Martedì 26 maggio ci sarà una celebrazione dedicata al 70esimo anniversario della vittoria parigina di Althea Gibson, prima donna nera a vincere uno Slam in singolare.
Giovedì 4 giugno sul Philippe Chatrier ci sarà un tributo per Caroline Garcia, ex numero 4 al mondo ritiratasi nel 2025 e ora in dolce attesa; per quanto riguarda Stan Wawrinka, gli organizzatori del torneo lo omaggeranno a Porte d’Auteuil dopo la sua ultima partita.
Per la prima volta in uno Slam si potranno utilizzare dispositivi per la raccolta di dati biometrici come il Whoop: un programma fornirà ai tennisti preziose informazioni sulle loro prestazioni fisiche e sul recupero durante il torneo; questa sperimentazione verrà implementata anche a Wimbledon e agli US Open.

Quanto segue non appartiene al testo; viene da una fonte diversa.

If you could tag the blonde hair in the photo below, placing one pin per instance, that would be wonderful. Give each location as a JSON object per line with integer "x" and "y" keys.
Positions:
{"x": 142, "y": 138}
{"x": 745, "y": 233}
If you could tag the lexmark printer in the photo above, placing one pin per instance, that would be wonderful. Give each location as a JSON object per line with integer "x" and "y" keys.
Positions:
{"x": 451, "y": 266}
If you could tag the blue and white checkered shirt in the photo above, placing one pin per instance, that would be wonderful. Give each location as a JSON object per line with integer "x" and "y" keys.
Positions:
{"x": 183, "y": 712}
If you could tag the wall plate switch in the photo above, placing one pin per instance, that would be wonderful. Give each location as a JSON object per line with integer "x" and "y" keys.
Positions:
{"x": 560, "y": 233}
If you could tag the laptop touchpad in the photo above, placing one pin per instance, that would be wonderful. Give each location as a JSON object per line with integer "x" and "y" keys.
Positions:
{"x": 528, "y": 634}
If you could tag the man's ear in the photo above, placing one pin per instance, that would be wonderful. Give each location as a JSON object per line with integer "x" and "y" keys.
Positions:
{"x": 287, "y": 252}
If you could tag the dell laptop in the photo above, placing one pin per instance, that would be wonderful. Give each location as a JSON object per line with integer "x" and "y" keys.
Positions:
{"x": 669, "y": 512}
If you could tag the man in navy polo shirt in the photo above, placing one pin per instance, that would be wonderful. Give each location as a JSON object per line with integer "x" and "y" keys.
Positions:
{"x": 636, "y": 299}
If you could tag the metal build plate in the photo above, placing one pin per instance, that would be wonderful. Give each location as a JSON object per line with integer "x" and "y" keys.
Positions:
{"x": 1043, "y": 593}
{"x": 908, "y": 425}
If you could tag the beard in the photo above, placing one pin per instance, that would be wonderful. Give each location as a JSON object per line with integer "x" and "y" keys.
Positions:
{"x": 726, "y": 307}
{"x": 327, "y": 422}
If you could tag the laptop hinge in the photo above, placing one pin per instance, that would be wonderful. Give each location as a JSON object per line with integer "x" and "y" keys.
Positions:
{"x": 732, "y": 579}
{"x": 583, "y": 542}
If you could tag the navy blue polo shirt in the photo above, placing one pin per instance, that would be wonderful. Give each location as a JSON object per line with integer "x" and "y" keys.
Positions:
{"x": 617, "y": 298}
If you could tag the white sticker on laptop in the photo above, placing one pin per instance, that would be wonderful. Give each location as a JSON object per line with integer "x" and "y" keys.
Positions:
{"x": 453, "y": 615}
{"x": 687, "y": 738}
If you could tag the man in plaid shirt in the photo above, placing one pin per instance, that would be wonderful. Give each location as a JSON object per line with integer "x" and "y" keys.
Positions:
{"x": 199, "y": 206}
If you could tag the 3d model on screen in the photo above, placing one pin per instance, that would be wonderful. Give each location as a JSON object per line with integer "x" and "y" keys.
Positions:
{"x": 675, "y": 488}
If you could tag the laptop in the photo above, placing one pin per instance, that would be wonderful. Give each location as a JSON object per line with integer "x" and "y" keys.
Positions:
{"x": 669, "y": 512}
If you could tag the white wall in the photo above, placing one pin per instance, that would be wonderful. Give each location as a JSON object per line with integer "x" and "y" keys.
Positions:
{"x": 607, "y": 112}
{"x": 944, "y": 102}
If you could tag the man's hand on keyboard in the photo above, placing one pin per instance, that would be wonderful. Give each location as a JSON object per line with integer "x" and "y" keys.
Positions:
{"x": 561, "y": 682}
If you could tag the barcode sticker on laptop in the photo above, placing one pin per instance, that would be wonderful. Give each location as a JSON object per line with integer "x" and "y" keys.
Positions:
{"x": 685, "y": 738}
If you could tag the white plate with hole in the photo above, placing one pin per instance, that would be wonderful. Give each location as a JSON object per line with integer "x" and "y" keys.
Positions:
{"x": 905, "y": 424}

Non ci sarà l’One-Point Slam
Tra le tante novità non ci sarà, però, il 1 Point Slam visto all’Australian Open come spiegato dalla stessa Mauresmo: “Non abbiamo mai preso in considerazione tale idea. Credo che il nostro dna, le nostre ambizioni, non siano necessariamente legate a copiare ciò che viene fatto altrove, tanto per cominciare. Non inseguiamo le mode a tutti i costi. Puntiamo piuttosto sull’autenticità perché siamo radicati nella nostra tradizione. Sicuramente guardiamo al futuro, alla modernità e in altri stiamo introducendo delle innovazioni. Ma il ‘Million Dollar One Point Slam’, a nostro avviso, non rispecchierebbe l’immagine del Roland Garros”.